I have cycled up the three different routes to the summit of Mont Ventoux many times. I’ve struggled with the heat, the wind and the gradient and have always thought tackling all three in one day was total madness. Why the hell would anyone ever want to do that? The thought of crawling in temperatures often in the 30s just didn’t appeal, until last year, in August! Yes, I choose the hottest time of the year, but I was well acclimatised and had just cycled across the Pyrenees, so I knew I was ready. Sometimes opportunity comes along and you’ve just got to go for it, so I did!
Known as the Giant of Provence, situated in the Vaucluse, Mont Ventoux is a very special mountain. In the relative flatness of the surrounding area, it dominates the skyline. The white stones on the top give it a ‘snowy topped’ appearance. This adds to it’s majestic beauty. It’s unlike any other French mountain, I have climbed. It’s truly unique.
So on to the practicalities:
I started in Malaucéne and went up the summit; down to Bédoin; back to the summit; down to Sault; returned to the summit and back down to Malaucéne.

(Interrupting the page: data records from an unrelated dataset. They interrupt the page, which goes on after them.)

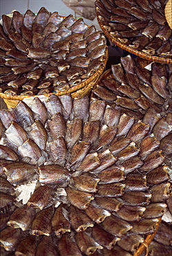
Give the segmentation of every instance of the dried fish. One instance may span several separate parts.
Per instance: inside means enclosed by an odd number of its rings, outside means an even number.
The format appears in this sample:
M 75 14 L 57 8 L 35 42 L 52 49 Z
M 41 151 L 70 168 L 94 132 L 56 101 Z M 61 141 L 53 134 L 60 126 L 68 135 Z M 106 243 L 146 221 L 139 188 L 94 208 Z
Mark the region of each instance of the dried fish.
M 64 208 L 60 204 L 55 210 L 52 218 L 52 227 L 56 235 L 70 232 L 70 223 L 64 214 Z
M 52 206 L 39 212 L 32 221 L 31 234 L 50 236 L 52 233 L 51 219 L 52 214 L 53 208 Z
M 25 205 L 15 210 L 7 224 L 13 228 L 20 228 L 23 231 L 26 231 L 30 228 L 35 215 L 35 209 Z
M 58 165 L 46 165 L 38 167 L 39 182 L 41 183 L 54 183 L 67 181 L 71 176 L 66 169 Z
M 80 210 L 85 210 L 88 208 L 91 200 L 94 197 L 91 194 L 82 192 L 70 187 L 66 189 L 67 198 L 70 203 Z
M 46 185 L 40 186 L 31 195 L 27 205 L 42 210 L 50 202 L 51 196 L 52 191 Z
M 105 219 L 102 227 L 110 234 L 118 237 L 122 237 L 133 228 L 128 222 L 113 215 Z
M 102 246 L 85 232 L 76 233 L 75 235 L 75 238 L 81 251 L 86 255 L 90 255 L 97 249 L 103 248 Z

The Bédoin route is the Tour de France up, so usually has writing on the road and you will undoubtedly end up accompanied by numerous other ‘wannabies’. This all adds to the fun of what is a fairly arduous climb with many twists and turns. The route up from Malaucéne I personally always find mentally harder as it has long stretches of 8/9 % which look as though they go on for ever! It’s a serious case of ‘mind games’. Guess this is why I choose this accent first, just to get it out of the way! The route up from Sault is always completed last because with it’s easier gradient, it proves to be a bit of welcomed relief. I haven’t mentioned any of the descents because it’s unnecessary. They are what they are but do take care of the route down to Bédoin. With the volume of riders coming up, it’s not unusual to find overtaking cars on the wrong side of the carriage way.

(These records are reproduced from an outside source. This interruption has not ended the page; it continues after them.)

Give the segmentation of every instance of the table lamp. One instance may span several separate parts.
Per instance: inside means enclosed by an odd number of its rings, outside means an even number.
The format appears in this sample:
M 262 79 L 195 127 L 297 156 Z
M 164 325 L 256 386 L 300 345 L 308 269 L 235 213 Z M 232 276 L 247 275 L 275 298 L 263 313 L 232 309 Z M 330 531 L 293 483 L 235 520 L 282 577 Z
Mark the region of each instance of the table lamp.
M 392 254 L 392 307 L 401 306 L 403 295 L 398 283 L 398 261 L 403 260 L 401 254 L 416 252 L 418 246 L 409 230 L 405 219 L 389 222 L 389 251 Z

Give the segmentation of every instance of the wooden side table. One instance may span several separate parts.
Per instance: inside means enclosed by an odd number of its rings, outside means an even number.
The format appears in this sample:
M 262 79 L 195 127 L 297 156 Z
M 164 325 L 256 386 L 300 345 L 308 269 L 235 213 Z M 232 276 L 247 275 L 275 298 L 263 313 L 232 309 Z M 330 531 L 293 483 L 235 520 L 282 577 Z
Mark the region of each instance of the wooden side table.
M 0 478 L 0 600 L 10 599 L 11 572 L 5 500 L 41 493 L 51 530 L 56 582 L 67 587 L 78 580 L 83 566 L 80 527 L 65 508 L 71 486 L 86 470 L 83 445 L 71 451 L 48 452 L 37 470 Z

Water is available at the fountains in all 3 towns. If it’s non- portable i.e not for drinking it usually says so. Water is also available in the toilets at the side of Chalét Reynard, part way up.

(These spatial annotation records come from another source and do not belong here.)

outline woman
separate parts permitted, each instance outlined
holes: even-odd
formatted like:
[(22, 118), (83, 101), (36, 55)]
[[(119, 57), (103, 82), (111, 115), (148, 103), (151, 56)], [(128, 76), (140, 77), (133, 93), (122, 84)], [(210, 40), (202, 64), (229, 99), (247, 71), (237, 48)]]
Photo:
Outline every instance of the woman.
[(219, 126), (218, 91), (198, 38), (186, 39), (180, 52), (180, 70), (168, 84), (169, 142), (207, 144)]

I used a compact chain set with 11-32 sprockets on the back. 4332 metres of climbing is a maul too far for anyone!
Start as early as you can so at least 2 ascents can be completed before the midday heat. I started at 6 a.m but some begin at 4, in order to see the sun rise on the summit.
Completing this ride was a personal challenge which I set myself. For those who enjoy having a carnet stamped with a time, as evidence of their ride,y ou may choose to register with the Club des Cinglés du Mont-Ventoux http://www.clubcinglesventoux.org/en/…
Looking back I feel a real sense of achievement. It’s a challenge on many cyclist’s bucket list and has the added bonus, that it can easily be completed without support.
Top tip: pace yourself, stay well hydrated, remember to refuel with both food and an isotonic drink and you’re almost there. With some cycling in the heat and a few hilly miles behind you, anything is possible. Go for it!